En la adultez he comprobado que las cosas no se “superan”. Pierdes a tu primer amor: sí, vuelves a enamorarte, pero no lo superas, o sea, no subes una escalera rodeada por porristas y pancartas de frases inspiracionales y dejas atrás las cosas: ese es un mito, que realmente corresponde al tema de la Tierra siendo plana… no, es redonda, y la existencia también. Las cosas no se superan; se integran. Los escritores no encontramos temas nuevos, sino nuevas maneras de mirar el mismo tema o par de temas que nos acucian el alma y que serán el origen de todas las preguntas, para siempre.
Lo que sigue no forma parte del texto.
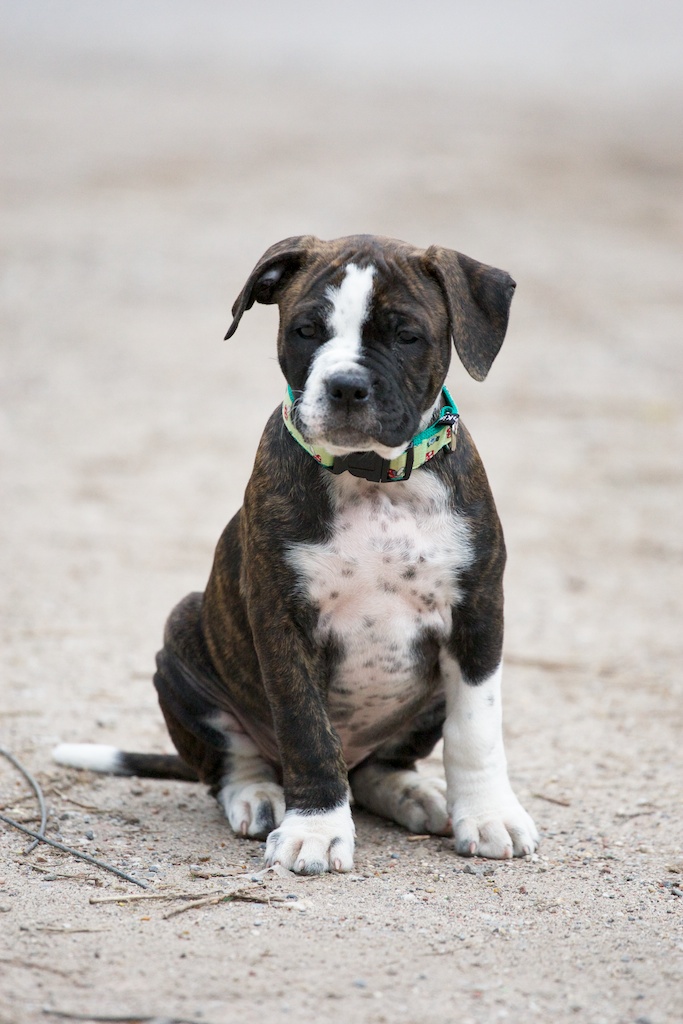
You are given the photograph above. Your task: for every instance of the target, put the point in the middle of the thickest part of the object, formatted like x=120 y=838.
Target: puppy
x=353 y=614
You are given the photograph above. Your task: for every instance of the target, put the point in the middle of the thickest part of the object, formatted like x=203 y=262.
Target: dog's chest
x=384 y=584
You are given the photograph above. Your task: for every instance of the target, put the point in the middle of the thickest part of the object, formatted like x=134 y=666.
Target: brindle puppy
x=354 y=610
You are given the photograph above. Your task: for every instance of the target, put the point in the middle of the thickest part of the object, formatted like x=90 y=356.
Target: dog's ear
x=271 y=272
x=478 y=300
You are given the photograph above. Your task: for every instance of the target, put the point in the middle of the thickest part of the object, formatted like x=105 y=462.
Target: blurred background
x=152 y=151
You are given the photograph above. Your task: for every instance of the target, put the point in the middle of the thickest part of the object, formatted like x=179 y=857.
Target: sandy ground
x=137 y=194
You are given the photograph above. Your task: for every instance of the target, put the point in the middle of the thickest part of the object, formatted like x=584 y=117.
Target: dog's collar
x=371 y=466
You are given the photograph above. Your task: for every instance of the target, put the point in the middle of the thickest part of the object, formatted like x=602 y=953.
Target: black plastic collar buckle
x=371 y=466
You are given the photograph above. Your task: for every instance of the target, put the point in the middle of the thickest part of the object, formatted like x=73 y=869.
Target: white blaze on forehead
x=349 y=309
x=350 y=304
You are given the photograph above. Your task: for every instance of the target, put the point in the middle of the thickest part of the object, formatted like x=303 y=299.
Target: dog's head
x=365 y=335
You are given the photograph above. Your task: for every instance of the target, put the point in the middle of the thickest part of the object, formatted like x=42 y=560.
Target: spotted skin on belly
x=384 y=585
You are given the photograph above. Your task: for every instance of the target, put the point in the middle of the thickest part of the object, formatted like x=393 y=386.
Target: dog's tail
x=98 y=757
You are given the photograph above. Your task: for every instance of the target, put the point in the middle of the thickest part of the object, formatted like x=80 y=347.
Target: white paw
x=414 y=801
x=422 y=806
x=493 y=825
x=253 y=809
x=313 y=843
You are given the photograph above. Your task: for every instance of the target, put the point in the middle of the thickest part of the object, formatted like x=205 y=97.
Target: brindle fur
x=247 y=645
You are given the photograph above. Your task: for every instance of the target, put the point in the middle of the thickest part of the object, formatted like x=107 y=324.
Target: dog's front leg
x=487 y=818
x=316 y=834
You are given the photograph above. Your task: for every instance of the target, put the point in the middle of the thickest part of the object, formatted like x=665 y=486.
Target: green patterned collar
x=370 y=465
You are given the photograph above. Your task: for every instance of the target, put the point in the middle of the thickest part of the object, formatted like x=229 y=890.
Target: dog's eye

Todos estamos en rotación y en traslación constante, no caminamos en una línea recta dejando atrás el pasado y encarando el futuro. De hecho, el pasado cambia a cada instante dependiendo de cómo lo recordamos, de cómo nos lo contamos, de las reinterpretaciones que necesariamente vienen con la madurez.
Por supuesto: uno se levanta de los lodazales y sigue adelante. Uno es clavado a una pared y sí, se quita los clavos, a costa de mucho dolor y mucha sangre, abandona la pared y se busca otra casa. Ya no hay clavos. El dolor cede. Pero los huecos se quedan. A veces podemos tardar años en descubrir el efecto que un hueco específico provocará, y este aparecerá en el momento menos esperado, disfrazado, solapado, viperino. “Ya lo superé. Ya puedo volverme a casar”. Y ¡zas!, en el primer aniversario de boda, con la gran fiesta en puerta, la mujer se enferma de algo y es incapaz de celebrar. “Ya lo superé. Ahora puedo subirme en avión”. Y a la vista de un avión de papel en la oficina, vienen las náuseas y un arranque de furia contra el chistosito que lo lanzó. Ya después el psicoanalista se encarga de explicarnos que bla, bla, bla. Los huecos hacen que tengamos más espacios por donde el aire helado puede pasar y rozar la carne expuesta. Los huecos pueden hacer que un terremoto nos haga tambalearnos más fácilmente. Hay huecos casi imperceptibles, en los que las municiones se atoran y se quedan, provocando pequeñas asfixias. Hay meta-huecos, que se enquistan en el vacío ya existente y empujan los límites del queso hasta que el emparedado ya no es nutritivo. Hay huecos preñados, que de un día al otro escupen su suero de leche, su moho, y envejecen un queso fresco. Otros huecos son flexibles, y según la temperatura y otras condiciones ambientales, se encogen o se estiran. Eso sí: todos, absolutamente todos los huecos son mirillas a través de las que ver el mundo y a nosotros mismos. Son un caleidoscopio de nuestra vida, con sus dolores, aprendizajes y oportunidades. Hay bloques de queso, cómo no, sólidos, como cabezas duras y cuadradas a las que no les entra nada y nada les sale. Mejor dejar pasar el aire, mejor respirar y suspirar, mejor ser un buen queso añejo que un panela blanquito, sin manchas ni historias.